In the trial, efsitora met the primary endpoint of non-inferior A1C reduction at week 26. For the efficacy estimand, efsitora reduced A1C by 0.53% compared to 0.59% for insulin degludec resulting in an A1C of 7.37% and 7.32% respectively3.

The time in range as measured by continuous glucose monitoring (CGM) was similar between efsitora and insulin degludec during the four weeks prior to week 26. In an additional key secondary endpoint, the estimated combined rates of patient-reported clinically significant (blood glucose <54 mg/dL) or severe nocturnal hypoglycemic events per patient-year of exposure were similar between efsitora and insulin degludec over the 52-week study period.

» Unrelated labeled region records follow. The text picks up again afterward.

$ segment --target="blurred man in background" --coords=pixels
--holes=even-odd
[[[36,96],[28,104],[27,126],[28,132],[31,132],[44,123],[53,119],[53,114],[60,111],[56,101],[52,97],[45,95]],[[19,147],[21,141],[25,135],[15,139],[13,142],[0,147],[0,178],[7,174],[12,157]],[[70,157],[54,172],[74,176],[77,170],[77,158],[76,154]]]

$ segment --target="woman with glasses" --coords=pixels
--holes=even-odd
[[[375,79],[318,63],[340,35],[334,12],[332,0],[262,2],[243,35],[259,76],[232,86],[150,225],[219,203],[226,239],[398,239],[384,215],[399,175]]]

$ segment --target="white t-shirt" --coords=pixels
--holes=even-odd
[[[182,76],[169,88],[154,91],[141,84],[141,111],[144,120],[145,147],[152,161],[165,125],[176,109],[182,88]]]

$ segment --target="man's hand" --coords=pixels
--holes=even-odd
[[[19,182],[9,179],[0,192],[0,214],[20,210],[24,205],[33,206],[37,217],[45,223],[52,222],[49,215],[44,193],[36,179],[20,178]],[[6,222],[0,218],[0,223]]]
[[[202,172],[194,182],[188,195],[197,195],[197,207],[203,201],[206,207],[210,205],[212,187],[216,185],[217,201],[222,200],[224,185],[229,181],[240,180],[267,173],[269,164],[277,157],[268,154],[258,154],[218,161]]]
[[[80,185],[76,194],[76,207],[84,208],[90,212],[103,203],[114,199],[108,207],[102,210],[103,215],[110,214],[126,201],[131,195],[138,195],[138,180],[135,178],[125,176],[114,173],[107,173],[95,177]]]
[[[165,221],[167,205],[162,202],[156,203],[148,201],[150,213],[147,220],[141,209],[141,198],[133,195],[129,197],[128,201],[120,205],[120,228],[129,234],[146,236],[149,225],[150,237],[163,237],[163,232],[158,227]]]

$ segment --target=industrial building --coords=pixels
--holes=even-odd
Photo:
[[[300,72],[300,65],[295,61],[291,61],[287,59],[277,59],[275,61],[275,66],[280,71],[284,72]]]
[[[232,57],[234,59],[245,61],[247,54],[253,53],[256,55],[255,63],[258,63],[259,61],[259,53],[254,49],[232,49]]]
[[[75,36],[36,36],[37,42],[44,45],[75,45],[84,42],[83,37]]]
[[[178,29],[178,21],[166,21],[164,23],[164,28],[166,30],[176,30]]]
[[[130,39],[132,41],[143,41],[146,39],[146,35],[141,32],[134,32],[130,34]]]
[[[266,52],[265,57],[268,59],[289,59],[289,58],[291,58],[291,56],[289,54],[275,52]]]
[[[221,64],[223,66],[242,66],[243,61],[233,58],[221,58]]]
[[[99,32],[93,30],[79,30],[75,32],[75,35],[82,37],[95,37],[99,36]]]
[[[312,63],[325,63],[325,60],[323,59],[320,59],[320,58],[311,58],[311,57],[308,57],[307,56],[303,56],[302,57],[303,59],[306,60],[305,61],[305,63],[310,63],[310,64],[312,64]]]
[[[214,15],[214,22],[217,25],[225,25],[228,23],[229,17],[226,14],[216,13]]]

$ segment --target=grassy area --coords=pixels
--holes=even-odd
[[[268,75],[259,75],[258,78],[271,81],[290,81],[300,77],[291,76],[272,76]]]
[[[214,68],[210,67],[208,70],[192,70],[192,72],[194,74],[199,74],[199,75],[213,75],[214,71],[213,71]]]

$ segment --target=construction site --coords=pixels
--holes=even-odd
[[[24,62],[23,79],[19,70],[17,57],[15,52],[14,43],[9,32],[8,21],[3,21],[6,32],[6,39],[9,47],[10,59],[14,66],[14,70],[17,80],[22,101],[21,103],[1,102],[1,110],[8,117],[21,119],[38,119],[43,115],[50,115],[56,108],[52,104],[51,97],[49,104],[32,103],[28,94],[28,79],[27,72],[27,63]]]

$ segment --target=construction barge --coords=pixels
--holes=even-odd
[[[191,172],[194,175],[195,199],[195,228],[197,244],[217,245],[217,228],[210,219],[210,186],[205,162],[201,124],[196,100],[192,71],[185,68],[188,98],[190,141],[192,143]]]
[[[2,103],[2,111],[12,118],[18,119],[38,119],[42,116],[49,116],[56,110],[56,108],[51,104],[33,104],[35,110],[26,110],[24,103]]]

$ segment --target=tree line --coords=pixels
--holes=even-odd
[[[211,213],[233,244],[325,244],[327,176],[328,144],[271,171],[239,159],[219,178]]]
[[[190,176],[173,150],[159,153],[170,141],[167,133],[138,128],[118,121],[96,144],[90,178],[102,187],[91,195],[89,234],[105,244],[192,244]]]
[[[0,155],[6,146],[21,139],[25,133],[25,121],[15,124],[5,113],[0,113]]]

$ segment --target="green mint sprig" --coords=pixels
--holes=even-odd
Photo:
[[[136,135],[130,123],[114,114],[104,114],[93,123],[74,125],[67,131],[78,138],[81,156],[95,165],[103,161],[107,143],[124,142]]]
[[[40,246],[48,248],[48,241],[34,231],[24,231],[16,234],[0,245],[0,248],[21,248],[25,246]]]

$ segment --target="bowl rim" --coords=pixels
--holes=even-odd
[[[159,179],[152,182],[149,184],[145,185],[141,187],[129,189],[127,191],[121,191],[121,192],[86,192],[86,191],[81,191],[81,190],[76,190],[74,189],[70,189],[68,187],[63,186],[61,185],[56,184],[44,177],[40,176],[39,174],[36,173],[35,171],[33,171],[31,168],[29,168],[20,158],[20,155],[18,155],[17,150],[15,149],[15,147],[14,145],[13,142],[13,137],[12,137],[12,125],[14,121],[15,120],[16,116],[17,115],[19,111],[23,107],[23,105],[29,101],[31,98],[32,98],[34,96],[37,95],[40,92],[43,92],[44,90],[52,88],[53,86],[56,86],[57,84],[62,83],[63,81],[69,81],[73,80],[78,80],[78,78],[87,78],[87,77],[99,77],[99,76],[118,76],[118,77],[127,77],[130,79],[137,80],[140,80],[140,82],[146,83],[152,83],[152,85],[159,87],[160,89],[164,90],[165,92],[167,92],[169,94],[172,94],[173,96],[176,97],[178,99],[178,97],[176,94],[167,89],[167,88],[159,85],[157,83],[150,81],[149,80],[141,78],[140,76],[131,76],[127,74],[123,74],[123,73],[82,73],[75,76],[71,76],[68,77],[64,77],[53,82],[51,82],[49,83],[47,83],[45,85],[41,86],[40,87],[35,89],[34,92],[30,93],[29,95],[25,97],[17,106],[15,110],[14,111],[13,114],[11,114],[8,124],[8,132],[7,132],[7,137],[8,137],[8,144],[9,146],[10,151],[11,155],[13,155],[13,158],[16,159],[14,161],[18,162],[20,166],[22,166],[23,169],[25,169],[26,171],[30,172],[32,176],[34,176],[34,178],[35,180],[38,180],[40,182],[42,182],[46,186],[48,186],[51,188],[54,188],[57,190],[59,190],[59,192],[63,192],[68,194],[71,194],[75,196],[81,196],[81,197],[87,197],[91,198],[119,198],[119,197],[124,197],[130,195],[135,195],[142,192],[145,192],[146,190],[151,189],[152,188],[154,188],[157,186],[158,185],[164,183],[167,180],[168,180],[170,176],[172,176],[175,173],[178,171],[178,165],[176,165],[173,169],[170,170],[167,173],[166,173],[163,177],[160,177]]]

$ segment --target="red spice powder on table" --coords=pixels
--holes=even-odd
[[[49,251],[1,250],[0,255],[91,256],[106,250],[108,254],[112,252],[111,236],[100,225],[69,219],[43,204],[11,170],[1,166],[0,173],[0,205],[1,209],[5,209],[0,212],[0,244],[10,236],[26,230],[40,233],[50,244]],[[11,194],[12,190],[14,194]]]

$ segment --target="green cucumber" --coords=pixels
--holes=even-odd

"People with type 1 diabetes need insulin every day. Currently, they can deliver the insulin using an automated insulin delivery system or by taking a daily basal insulin injection and multiple mealtime insulin injections each day," said Richard Bergenstal, M.D., executive director of the International Diabetes Center, HealthPartners Institute. "This new data shows that with one dose a week of basal insulin, efsitora was able to achieve a similar A1C reduction as taking an injection of one of the most used background insulins every day. I look forward to further evaluation of these data, including ways to minimize hypoglycemia, so once-weekly insulin can be one option for personalizing the management of type 1 diabetes."

In the trial, estimated combined rates of patient-reported clinically significant (blood glucose <54 mg/dL) or severe hypoglycemic events per patient-year of exposure through week 52 were 14.03 with efsitora vs. 11.59 with insulin degludec. There was no evidence of increased duration of hypoglycemia with efsitora compared to insulin degludec based on CGM data.

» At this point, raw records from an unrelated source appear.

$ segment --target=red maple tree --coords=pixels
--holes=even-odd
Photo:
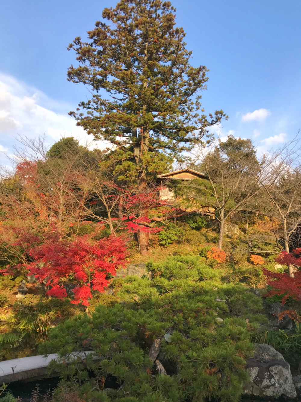
[[[33,248],[29,254],[34,261],[26,266],[28,275],[34,275],[50,288],[47,294],[59,299],[67,297],[65,285],[69,280],[76,284],[71,302],[89,306],[91,290],[103,292],[116,268],[124,264],[126,248],[120,237],[96,241],[85,235],[70,242],[56,236]]]
[[[275,260],[279,264],[301,267],[301,248],[296,248],[289,253],[282,251]],[[294,300],[301,300],[301,271],[294,273],[295,277],[290,277],[286,273],[271,272],[264,269],[264,272],[270,279],[268,283],[272,289],[266,294],[268,297],[275,295],[283,295],[282,303],[284,304],[289,297]]]

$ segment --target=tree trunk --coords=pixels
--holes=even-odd
[[[122,195],[120,195],[120,198],[119,198],[119,210],[118,210],[118,215],[119,216],[119,219],[122,219],[123,207],[123,197],[122,197]]]
[[[283,238],[284,238],[284,248],[285,251],[289,254],[289,239],[287,237],[287,228],[286,219],[284,219],[283,220]],[[289,269],[289,275],[291,278],[295,278],[294,273],[294,267],[290,264],[287,266]]]
[[[149,133],[143,129],[141,128],[139,136],[137,136],[137,129],[134,129],[132,131],[133,136],[135,136],[136,141],[134,146],[133,153],[135,157],[136,164],[139,168],[140,172],[138,179],[138,188],[140,193],[145,191],[147,188],[146,176],[145,167],[143,164],[142,157],[146,155],[148,150],[148,144]],[[148,217],[148,210],[147,205],[145,207],[142,206],[138,212],[139,217]],[[143,225],[141,225],[142,227]],[[139,249],[140,253],[142,254],[146,254],[148,249],[149,243],[149,233],[138,230],[137,232],[137,237],[138,239]]]
[[[220,212],[220,236],[218,238],[218,247],[219,248],[223,248],[223,239],[224,238],[224,228],[225,227],[225,219],[224,215],[224,211]]]

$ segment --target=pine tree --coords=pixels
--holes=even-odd
[[[125,161],[136,172],[140,190],[148,175],[201,141],[207,128],[226,117],[199,115],[200,92],[206,88],[208,70],[189,64],[191,52],[183,28],[175,26],[175,9],[161,0],[122,0],[105,8],[88,31],[90,41],[75,38],[68,47],[79,62],[68,79],[89,87],[90,99],[71,112],[88,134],[130,151]],[[147,215],[142,210],[140,216]],[[138,232],[140,252],[146,252],[148,234]]]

Estimated rates of severe hypoglycemic events per patient-year of exposure through week 52 were 0.14 with efsitora vs. 0.04 with insulin degludec. More than half (64%) of the reported severe hypoglycemic events with efsitora took place during the initial 12 weeks of the trial's treatment period and incidence of severe hypoglycemia in both treatment groups declined after week 12.

Overall incidence of treatment-emergent adverse events were comparable across treatment groups. Serious adverse events were higher in efsitora compared to insulin degludec, driven by severe hypoglycemic events.

"When we commercialized insulin more than 100 years ago, it marked the beginning of our commitment to people living with type 1 diabetes – today's announcement continues that legacy," said Jeff Emmick, M.D., Ph.D., senior vice president, product development, Lilly. "These results underscore the potential of efsitora to help some people living with type 1 diabetes lower their A1C with only one basal insulin injection per week, while also highlighting the complexity of treating this chronic disease. With the data we have seen from our phase 3 program so far, we are confident in efsitora's potential to transform diabetes care and will continue to pursue new treatment options until we can eliminate the disease entirely."

Detailed results for QWINT-2 are also being presented at EASD and simultaneously published in The New England Journal of Medicine.